Sunday, May 25, 2014

Chiggers, Scrub Tyhpus, and Pseudogenes

If you've ever been bitten by tiny red bugs in the garden, you're familiar with members of the Trombiculidae, a family of mites known variously as berry bugs, harvest mites, red bugs, scrub-itch mites, aoutas, or (in the southern U.S.) "chiggers."

In the United States., the garden-variety chigger is basically harmless, but in much of the world this tiny arthropod comes with a very nasty endosymbiont known as Orientia tsutsugamushi, which is a bacterium related to the Rickettsia organisms that cause various tick-borne diseases. Throughout much of the Orient, O. tsutsugamushi infections (from chigger bites) cause scrub typhus, which begins with a rash and fever but can progress to a cough, intestinal distress, swelling of the spleen, abnormal liver chemistry, and ultimately pneumonitis, encephalitis, and/or myocarditis and even death. Treatment with doxycycline, azithromycin, or chloramphenicol is usually successful.

The "harvest mite" (chigger) can carry scrub
typhus, although U.S varieties are typically harmless.
The sequenced genome for O. tsutsugamushi is available, and if you go to this link and click on "Click for features" at the bottom of the Dataset Information box you should be able to open up a table that shows the organism as having 1,182 protein-coding genes (quite a small number), plus an additional 1,994 pseudogenes (quite a huge number, by comparison). The "DNA Seqs" links in the table will let you download the DNA sequences of all the organism's genes and pseudogenes.
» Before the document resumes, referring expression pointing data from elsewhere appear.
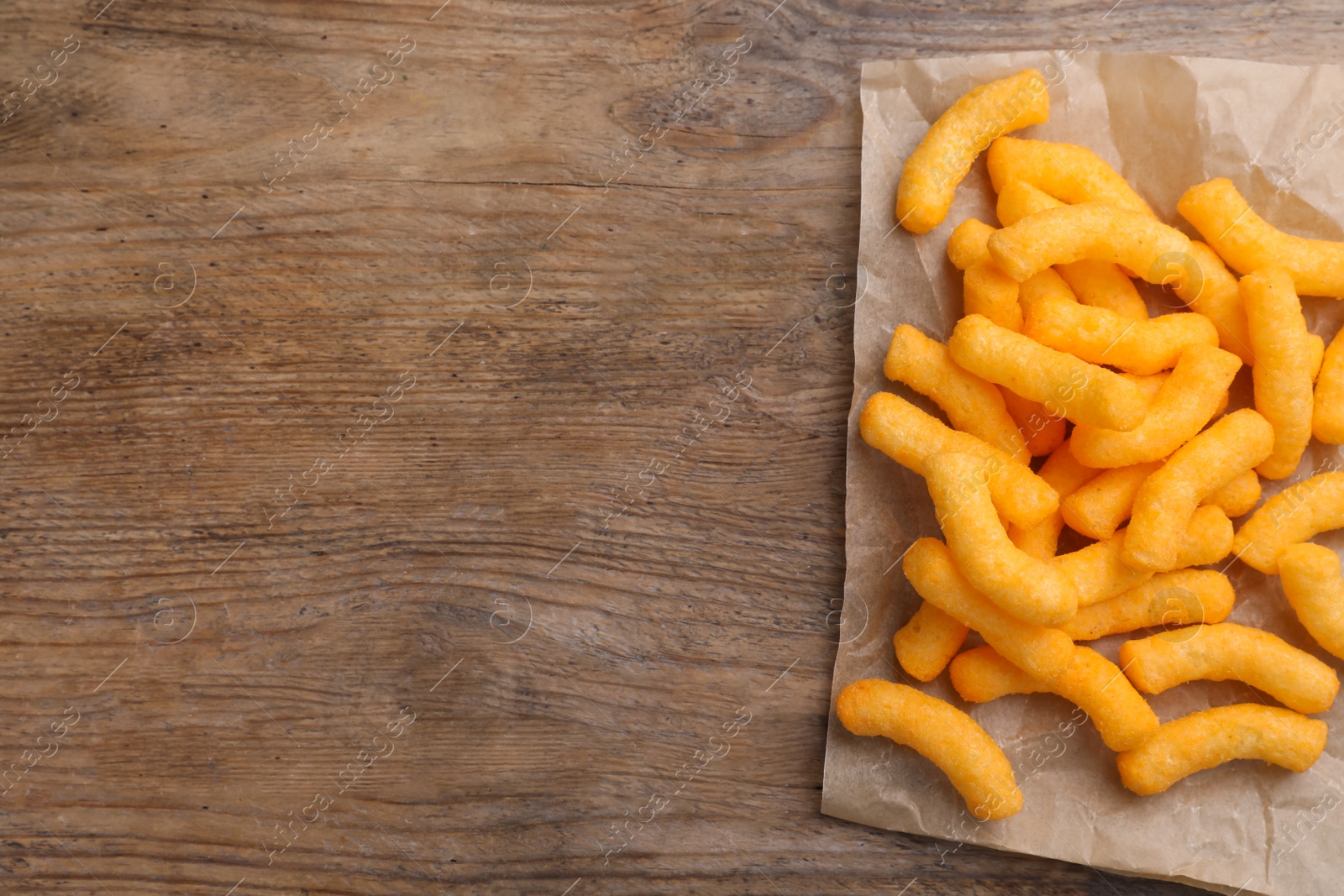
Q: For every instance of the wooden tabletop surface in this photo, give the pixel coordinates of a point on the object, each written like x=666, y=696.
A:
x=443, y=492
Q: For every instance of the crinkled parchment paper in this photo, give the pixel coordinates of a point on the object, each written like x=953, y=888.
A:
x=1164, y=123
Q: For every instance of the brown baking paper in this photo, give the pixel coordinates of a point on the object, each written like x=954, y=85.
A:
x=1164, y=123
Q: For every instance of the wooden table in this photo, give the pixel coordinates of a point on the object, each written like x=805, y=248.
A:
x=449, y=499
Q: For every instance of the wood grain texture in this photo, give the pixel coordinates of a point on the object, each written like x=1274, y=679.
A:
x=570, y=342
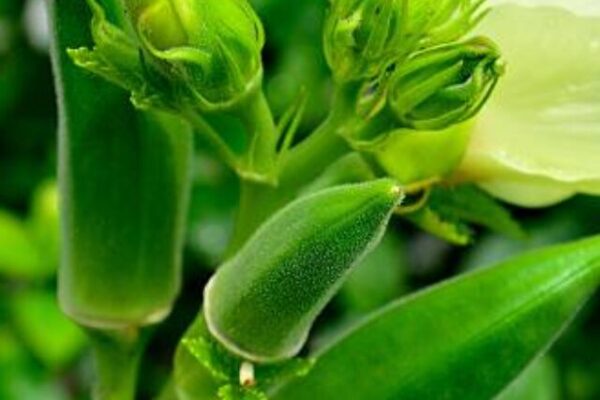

This is an extremely unusual situation, in that we're dealing with a bacterium that has more pseudogenes (switched-off, defunct, damaged genes) than regular genes, something that can be said of no other bacterium of which I'm aware. The leprosy bacterium (Mycobacterium leprae) is famed for having approximately 1100 pseudogenes and 1604 "normal" genes. Astonishingly, Orientia tsutsugamushi reverses that ratio, and then some.

We don't know for sure how old Orientia tsutsugamushi's pseudogenes are. A standard rule of thumb in biology is that microbial genomes experience one spontaneous mutation per chromosome per 300 generations. But this doesn't really help us decide how old Orientia's pseudogenes are, since the pseudogenes probably didn't arise one by one, indepedently, through accumulation of random mutations. More than likely, a massive pseudogenization event caused the simultaneous deactivation of a large, unknown number of the organism's genes (of which 1100 survive today as pseudogenes), much the same as has been hypothesized for M. leprae. We have good reason to believe M. leprae's pseudogenes are at least 9 million years old. It seems likely that the pseudogenes in Orientia are also quite old, or at least not terribly new.

To get more perspective on this, I analyzed Orientia's pseudogenes from a couple of perspectives. What I found, first of all, is that the pseudogenes are shorter than their non-pseudo counterparts, averaging 700 bases in length (versus 879 for normal genes). This is similar to the case with M. leprae (where pseudogenes are 795 bases long and normal genes average 1,098). The average shorter gene length for Orientia vis-a-vis M. leprae is consistent with the fact that this is a greatly gene-reduced low-GC (30.5%) endosymbiont, whereas the Mycobacterium family is (in theory) free-living, with higher GC content (57.8% for M. leprae; 65% or more for tuberculosis species).

I've written before about the fact that in most genes, in most organisms, codons tend to begin with a purine base. Therefore I decided to look at purine usage in base one of normal-gene codons versus pseudogene codons (pseudocodons?), finding the following distribution in normal genes:

Purine usage in base one of codons in Orientia tsutsugamushi (N=346,326 codons). No pseudogenes were included in this graph. See the next graph (below) for pseudogenes.

This graph leaves little doubt that most codons begin with a purine (A or G). The median AG1 value is 63.8%. Very few proteins lie to the left of x=0.50, and frankly some of those are probably misannotated as to reading frame.

The situation with pseudogenes is quite a bit different:

Purines in codon base one (AG1) of pseudogenes (N=462,933 codons) in Orientia.

Here we see that purine usage in codon base one is not as strong (median 58.4%), although clearly, plenty of codons still show AG1 above 60%, implying that many pseudogenes are still "in frame" (not frameshifted).

Interestingly, AG1 is not only higher in normal-gene codons than in pseudogene codons, it's also higher in codons associated with proteins of known function than for "hypothetical protein" genes. Only 41.3% of pseudogene codons have AG1 greater than 60%, whereas 66.7% of "hypothetical protein" genes have AG1 > 60% and 84.3% of genes with functional assignments have codon AG1 greater than 60%. This implies that some genes annotated as hypothetical proteins may, in reality, be pseudogenes that are incorrectly annotated. I'll return to that topic some other time.